Hi O-10. Well, I am sorry that I took a jest so seriously, then, though I confess I still am not sure what you were referring to. To answer your question on pit musicians being unbelievable: really the only thing very different about some of them is that some of them, usually woodwind players, are performing on three or even more instruments. These players are called doublers, and they often specialize in that - they are just about all well-trained musicians who often play in free-lance orchestras on the side on whichever is their main instrument. Frogman can speak to that even better than I, as he has actually done some of that. Usually brass players don't tend to do that, though sometimes you might see a guy in a small jazz band playing on both trumpet and trombone.
Otherwise, assuming you are speaking of Broadway show type pit musicians (technically opera and ballet orchestra members are also pit musicians - I have performed all of the above myself many times), this is actually almost the complete opposite of what a jazz musician's performance is. The Broadway shows are very well rehearsed, and then played EXACTLY the same way night after night after night after night after night, etc., never changing - every solo is played exactly the same way every night, or complaints are made about it!! The musicians have absolutely zero flexibility on interpretation. Phantom is going to sound like Phantom every damn time, just like Budweiser tastes like Budweiser every damn time. This is the main reason it sounds so polished. I, for one, could never handle doing that night in and night out. When I was free-lancing in the Bay area, I was one of the first call subs for Phantom, and the most I ever did at any one stretch was two weeks straight one time. I almost went crazy. Now I have also done opera tours that lasted for six to eight weeks, six shows a week, but luckily for me both times it was a Mozart opera that one could never get tired of, and they were double and triple cast, so there was some variety and flexibility in the performances. In a Broadway production, the subs have to come in and play everything exactly the same way as the regulars do. Often you are required to come sit in the pit for a couple of shows to observe before you actually get to sub just for this reason.

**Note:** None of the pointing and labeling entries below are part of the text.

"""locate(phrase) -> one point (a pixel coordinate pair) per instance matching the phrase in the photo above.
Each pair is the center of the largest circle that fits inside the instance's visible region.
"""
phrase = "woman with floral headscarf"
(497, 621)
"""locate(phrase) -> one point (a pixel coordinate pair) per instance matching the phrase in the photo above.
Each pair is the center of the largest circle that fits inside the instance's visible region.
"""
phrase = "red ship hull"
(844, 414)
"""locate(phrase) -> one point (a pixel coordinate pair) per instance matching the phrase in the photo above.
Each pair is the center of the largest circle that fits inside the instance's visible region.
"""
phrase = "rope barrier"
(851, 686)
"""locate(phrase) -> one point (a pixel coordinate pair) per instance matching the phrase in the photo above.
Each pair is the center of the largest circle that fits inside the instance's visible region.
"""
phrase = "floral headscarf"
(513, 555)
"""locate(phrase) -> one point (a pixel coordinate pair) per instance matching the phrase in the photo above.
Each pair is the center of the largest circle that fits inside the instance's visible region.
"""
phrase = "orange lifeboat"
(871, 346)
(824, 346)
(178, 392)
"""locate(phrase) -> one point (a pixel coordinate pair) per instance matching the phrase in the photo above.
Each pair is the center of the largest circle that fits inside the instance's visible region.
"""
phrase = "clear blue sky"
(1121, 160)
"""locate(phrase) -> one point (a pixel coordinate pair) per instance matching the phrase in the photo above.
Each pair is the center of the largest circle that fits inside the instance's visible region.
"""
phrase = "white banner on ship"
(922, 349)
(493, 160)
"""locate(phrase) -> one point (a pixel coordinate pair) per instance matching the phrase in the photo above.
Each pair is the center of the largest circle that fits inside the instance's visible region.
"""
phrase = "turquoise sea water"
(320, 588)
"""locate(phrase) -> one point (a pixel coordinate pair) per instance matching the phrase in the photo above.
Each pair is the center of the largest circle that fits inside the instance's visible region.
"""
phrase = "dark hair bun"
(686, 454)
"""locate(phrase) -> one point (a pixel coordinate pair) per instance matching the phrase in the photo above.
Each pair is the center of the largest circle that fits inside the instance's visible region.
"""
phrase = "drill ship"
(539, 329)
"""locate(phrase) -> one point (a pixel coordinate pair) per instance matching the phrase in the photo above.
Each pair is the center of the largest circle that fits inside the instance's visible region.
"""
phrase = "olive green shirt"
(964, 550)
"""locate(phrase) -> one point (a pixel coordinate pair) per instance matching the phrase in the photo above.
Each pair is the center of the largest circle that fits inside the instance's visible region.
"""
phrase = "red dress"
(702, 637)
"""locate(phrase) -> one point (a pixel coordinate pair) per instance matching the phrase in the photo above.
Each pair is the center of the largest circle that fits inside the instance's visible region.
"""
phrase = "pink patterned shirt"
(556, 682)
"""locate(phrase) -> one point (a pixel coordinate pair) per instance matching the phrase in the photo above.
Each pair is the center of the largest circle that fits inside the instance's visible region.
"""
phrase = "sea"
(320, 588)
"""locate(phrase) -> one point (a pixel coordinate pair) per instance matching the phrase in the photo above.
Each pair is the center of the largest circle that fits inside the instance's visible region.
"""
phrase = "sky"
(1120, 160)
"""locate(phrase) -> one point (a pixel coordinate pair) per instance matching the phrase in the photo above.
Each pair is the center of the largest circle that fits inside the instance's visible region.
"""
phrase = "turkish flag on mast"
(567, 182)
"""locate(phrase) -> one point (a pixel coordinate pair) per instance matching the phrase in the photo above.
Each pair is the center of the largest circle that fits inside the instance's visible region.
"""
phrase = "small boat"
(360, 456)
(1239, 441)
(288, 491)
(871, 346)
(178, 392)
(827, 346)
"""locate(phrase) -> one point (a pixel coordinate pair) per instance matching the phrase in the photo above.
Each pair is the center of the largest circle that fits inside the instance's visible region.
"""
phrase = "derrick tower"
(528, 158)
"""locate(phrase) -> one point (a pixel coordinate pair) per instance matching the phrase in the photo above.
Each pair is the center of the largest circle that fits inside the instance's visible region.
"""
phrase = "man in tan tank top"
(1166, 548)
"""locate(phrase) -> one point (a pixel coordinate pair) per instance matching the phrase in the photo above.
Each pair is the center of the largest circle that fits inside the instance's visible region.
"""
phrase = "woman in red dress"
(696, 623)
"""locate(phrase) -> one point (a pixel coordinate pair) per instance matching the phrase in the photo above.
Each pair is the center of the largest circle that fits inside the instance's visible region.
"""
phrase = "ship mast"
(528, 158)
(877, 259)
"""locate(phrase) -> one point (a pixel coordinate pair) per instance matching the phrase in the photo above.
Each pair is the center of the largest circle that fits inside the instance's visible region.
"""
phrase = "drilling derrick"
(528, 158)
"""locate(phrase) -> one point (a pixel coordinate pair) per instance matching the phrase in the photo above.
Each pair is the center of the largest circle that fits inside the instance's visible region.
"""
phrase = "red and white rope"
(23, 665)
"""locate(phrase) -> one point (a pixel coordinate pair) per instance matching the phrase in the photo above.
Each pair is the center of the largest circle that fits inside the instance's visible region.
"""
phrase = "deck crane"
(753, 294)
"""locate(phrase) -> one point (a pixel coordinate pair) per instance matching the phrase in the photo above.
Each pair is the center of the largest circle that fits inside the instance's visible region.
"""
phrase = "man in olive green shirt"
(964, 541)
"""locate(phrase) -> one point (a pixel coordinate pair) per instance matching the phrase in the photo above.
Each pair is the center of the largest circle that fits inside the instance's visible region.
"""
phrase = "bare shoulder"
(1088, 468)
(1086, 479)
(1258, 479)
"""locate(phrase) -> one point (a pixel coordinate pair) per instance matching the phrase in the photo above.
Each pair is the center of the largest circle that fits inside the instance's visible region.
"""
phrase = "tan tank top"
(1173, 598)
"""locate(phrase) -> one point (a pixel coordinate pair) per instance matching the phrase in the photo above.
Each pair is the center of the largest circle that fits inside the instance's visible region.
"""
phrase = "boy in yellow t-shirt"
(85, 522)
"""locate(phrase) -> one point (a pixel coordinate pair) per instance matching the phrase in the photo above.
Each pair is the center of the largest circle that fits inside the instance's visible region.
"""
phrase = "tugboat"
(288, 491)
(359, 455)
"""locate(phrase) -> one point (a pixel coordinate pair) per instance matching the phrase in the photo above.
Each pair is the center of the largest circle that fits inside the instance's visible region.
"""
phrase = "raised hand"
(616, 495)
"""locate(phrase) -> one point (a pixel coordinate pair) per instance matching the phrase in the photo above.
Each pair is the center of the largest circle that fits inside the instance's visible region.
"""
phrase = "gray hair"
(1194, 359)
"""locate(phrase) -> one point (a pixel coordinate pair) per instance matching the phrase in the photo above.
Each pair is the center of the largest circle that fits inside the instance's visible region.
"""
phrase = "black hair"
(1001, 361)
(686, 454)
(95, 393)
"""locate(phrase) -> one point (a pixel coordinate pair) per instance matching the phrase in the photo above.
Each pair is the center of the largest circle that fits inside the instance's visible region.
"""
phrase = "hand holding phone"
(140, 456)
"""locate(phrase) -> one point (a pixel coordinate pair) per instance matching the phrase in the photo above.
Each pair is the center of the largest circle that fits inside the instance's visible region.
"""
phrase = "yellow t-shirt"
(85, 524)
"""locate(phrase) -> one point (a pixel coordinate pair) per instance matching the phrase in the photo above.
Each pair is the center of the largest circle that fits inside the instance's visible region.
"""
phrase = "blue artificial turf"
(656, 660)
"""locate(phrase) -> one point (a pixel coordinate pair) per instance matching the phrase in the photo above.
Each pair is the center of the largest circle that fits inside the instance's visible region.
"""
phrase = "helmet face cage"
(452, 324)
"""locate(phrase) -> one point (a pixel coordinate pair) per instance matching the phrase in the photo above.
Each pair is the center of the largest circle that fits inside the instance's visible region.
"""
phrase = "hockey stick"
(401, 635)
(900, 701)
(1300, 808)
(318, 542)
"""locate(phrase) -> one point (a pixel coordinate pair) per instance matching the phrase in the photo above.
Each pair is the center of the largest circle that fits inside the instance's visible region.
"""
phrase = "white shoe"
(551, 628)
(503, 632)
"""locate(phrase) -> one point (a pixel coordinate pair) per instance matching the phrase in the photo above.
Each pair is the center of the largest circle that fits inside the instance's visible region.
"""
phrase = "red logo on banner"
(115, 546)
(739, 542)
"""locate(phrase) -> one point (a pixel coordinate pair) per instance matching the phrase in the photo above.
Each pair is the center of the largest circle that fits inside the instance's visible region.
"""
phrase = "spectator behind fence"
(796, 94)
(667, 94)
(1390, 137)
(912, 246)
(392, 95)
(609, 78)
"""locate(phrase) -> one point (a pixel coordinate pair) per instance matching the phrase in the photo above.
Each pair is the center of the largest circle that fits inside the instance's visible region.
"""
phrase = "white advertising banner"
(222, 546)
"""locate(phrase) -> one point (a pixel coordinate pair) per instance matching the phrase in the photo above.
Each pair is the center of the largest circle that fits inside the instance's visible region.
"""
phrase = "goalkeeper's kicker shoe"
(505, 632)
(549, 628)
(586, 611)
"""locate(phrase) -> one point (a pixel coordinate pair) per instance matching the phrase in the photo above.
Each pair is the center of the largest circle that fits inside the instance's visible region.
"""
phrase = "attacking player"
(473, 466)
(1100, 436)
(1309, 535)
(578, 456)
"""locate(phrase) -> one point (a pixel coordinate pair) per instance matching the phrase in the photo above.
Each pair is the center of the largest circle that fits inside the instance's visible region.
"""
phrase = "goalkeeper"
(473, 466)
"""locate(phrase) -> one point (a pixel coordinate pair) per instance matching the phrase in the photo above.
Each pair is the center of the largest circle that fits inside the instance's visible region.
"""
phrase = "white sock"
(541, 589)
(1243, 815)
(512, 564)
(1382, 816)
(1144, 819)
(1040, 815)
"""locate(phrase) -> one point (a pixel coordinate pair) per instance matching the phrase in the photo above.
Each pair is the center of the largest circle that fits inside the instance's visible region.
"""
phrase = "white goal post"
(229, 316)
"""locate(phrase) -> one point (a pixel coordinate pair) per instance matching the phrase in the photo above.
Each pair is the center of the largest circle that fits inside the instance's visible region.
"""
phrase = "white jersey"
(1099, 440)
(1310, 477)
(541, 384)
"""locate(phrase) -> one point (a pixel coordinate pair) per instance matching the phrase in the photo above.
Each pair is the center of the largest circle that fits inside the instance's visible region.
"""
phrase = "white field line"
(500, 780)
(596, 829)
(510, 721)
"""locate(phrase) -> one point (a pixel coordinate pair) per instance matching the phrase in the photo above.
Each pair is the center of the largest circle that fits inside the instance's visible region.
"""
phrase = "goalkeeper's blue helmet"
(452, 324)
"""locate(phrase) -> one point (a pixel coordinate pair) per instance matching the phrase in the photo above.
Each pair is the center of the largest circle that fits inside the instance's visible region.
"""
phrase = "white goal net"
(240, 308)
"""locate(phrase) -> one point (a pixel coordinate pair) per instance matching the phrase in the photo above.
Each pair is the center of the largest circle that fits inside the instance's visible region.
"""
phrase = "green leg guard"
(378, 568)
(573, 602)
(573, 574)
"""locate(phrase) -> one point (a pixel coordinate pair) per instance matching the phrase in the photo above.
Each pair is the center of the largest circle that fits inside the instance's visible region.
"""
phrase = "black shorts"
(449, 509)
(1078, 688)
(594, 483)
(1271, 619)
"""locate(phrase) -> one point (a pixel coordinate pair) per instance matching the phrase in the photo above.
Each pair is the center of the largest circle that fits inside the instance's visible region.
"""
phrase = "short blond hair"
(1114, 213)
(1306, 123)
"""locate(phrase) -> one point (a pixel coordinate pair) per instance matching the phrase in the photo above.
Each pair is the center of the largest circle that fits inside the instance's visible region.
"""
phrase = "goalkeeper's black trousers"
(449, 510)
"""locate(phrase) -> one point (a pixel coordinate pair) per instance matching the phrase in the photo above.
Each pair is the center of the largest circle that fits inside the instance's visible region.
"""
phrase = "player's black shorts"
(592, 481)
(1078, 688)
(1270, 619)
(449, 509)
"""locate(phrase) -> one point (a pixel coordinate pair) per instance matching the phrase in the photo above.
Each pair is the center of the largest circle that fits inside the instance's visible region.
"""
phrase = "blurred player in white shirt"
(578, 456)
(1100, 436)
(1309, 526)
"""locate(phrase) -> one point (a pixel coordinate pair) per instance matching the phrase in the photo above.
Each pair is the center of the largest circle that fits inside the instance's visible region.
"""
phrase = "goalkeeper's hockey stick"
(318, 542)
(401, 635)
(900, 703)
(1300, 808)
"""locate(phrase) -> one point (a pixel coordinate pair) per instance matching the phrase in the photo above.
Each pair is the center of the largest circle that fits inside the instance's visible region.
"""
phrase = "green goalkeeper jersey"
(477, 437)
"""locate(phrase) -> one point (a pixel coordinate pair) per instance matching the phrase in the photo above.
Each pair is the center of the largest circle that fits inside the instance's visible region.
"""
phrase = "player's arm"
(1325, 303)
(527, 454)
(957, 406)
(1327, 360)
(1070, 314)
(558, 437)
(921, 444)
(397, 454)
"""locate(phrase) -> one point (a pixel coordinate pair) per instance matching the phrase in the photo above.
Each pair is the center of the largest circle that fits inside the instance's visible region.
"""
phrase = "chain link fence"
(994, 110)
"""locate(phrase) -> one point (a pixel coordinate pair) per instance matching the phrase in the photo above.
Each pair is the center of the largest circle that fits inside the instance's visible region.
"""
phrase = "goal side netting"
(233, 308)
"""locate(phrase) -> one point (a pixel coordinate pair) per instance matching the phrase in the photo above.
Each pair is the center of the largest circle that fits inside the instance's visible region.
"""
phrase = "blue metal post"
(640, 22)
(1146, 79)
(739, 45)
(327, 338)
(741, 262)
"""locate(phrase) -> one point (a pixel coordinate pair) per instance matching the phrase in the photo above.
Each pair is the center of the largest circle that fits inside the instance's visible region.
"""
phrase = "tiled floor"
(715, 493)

I confess that I am not sure why you are blown away that something written out could sound improvised, though - that is not a hard thing to achieve at all. Just about any symphonic pops show is full of many such examples - I have played such written out horn solos myself before in performance. And usually when a symphony does a big band show or something similar, a lead trumpet player is brought in to do the solos, and the rest of us take our stylistic cues from him. All professional musicians have very good ears for these kinds of things and will pick up on how to play in the right style almost immediately. This is not to say that they will suddenly sound like the Ellington or Basie bands, of course, but you get the point.
Also you must remember that anything being improvised on the spot in a jazz club cannot be TOO complicated, otherwise it almost certainly wouldn't work, unless it was perhaps done by a group that was used to playing together all the time, and knew each other's musical tendencies very very well. And of course, as we have talked about before on this thread, the players all know the tune and the chord changes, so the melodic improvisation is taking place inside a very structured framework that all of the members of the group understand. And even if they don't know the tune at all, if they have what they call a "fake book" that includes it, they can use it and get through the tune.